So, to ask the question another way: in a society based on equality, would highly developed skills be a threat or a welcome contribution? And during the struggle to create such a society, can expertise play a useful role, or is it to be avoided?

I approach this topic by first looking at problems with experts, especially their role in serving systems of power. Next, I make a distinction between beneficial and harmful forms of expertise. Then I turn to evidence that most people can become skilled performers, given sufficient practice and support. The implication is that efforts are needed to oppose damaging expertise and foster beneficial expertise.

Problems with experts

In 1931, Harold Laski wrote a 12-page pamphlet, "The limitations of the expert," that nicely summarises experts' key shortcomings. Experts can be so immersed in their subject matter that they lose touch with common sense. By devoting so much effort to a particular way of viewing the world, they become reluctant to acknowledge new ideas. Indeed, all ideas are judged within the expert's own framework. Experts can become arrogant, individually and collectively, treating anyone or anything from outside their ranks as inadequate and irrelevant. Finally, the contributions of experts are embedded in a set of values, but experts do not recognise these values, nor accept that alternative values exist. Paraphrasing Laski, experts tend to confuse the importance of their facts with the importance of what they propose to do about them.

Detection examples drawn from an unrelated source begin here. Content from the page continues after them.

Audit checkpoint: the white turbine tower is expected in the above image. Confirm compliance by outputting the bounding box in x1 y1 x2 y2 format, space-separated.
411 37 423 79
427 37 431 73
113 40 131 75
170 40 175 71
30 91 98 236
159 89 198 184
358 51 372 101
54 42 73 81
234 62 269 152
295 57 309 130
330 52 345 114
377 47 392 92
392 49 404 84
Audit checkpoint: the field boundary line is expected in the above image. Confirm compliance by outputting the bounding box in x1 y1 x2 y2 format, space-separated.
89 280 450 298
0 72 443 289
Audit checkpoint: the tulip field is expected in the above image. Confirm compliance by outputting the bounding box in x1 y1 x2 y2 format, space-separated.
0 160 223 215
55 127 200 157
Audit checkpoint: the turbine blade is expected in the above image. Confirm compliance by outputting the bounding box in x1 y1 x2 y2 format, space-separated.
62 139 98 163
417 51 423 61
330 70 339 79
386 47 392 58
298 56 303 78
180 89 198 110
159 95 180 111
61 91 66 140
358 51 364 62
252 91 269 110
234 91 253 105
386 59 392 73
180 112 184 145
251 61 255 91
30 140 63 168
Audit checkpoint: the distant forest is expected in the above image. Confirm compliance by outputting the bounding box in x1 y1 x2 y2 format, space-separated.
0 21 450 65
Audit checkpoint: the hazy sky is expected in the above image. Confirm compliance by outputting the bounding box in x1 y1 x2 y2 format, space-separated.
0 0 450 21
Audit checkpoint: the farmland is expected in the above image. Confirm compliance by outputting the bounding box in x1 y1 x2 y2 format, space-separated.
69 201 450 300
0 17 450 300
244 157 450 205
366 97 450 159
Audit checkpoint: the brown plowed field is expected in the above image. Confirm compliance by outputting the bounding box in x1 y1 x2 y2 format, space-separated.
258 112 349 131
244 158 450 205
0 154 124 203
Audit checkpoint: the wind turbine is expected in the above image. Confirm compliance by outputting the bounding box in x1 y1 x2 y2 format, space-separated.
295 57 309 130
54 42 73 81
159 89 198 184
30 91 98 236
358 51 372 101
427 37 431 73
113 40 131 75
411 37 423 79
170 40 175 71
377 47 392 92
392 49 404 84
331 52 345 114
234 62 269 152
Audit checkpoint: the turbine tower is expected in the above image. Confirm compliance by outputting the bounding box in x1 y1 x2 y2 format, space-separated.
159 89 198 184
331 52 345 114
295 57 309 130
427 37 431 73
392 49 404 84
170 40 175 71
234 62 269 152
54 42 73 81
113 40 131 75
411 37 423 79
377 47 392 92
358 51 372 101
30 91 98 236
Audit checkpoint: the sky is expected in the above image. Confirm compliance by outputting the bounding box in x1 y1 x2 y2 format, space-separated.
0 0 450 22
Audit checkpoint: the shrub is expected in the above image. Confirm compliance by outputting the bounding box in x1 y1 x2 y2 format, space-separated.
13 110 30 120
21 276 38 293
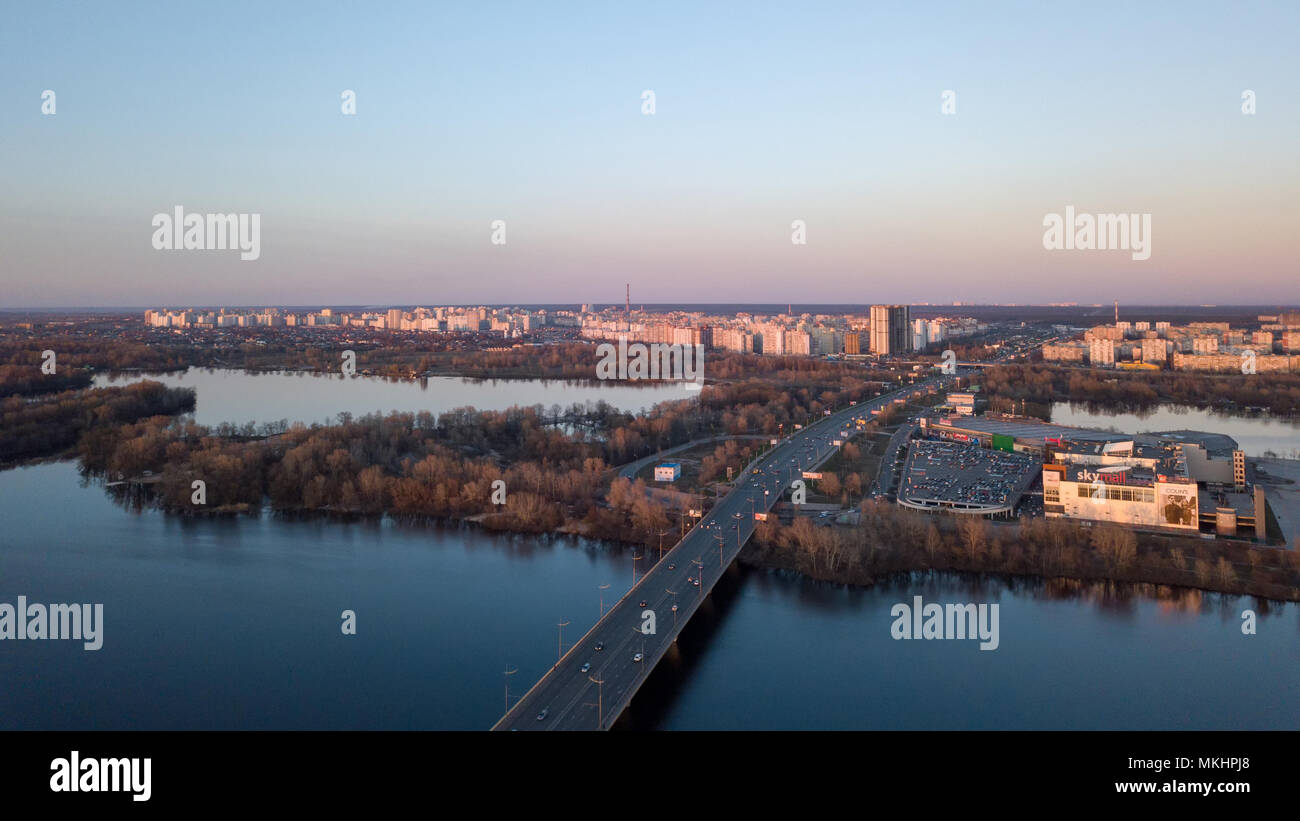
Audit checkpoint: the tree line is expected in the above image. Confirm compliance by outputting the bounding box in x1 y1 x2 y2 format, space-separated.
750 500 1300 601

Most knowledge systems used by experts are opaque to outsiders. Jargon is part of the problem. Academics who write accessibly can have a hard time publishing in scholarly journals, where the expectation is for dense, formal styles that assume familiarity with the field. Academic writing serves to prevent entry by scholars from other fields as well as by non-scholars.

If you boil down a specialist article to its essence, in many cases it says nothing useful to outsiders, because the issues being addressed are of interest only to specialists. Or perhaps it just says something ordinary, dressed up in fancy prose. As an anonymous wit said, an expert is "one who can take something you already know and make it sound confusing."

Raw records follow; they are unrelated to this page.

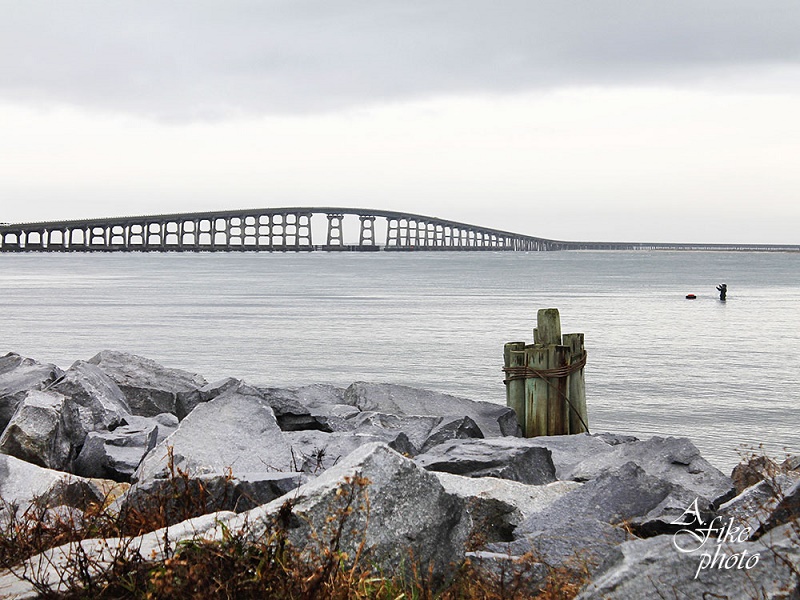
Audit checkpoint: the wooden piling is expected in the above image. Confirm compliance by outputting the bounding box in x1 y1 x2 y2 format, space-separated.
524 344 548 437
504 308 588 437
503 342 525 431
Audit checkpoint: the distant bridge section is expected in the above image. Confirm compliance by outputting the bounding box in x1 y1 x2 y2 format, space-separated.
0 207 800 252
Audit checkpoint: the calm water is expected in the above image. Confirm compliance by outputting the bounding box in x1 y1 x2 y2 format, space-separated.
0 252 800 470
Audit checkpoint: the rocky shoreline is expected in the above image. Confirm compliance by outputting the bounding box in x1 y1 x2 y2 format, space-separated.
0 351 800 599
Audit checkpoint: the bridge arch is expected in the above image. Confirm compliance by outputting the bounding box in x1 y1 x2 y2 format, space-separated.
0 207 553 252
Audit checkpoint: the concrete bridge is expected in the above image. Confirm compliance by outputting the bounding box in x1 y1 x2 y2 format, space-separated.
0 207 800 252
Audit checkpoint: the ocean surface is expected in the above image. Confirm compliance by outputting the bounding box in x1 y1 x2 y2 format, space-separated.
0 251 800 472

It is useful to distinguish two meanings of the word expertise. It can mean a high level of skill or knowledge, and it can mean social recognition of skill or knowledge. Often these go together: a chess player may be highly skilled and be recognised by winning against top-rated opponents, thus obtaining formal recognition of expertise such as the label grandmaster.

In the field of scholarship, common types of formal recognition are academic degrees, appointments in universities and research institutes, authorship of peer-reviewed publications, membership in professional bodies, and awards. A scholar working independently, without degrees or affiliations, will have great difficulty in being recognised. People who perform at a high level but lack suitable credentials often are ignored in favour of less capable performers with degrees.

There are plenty of recognised experts without a commensurate level of skill. Doctors, once certified, can keep practising despite a stagnation or decline in performance levels, unlike competition chess players who are continually tested.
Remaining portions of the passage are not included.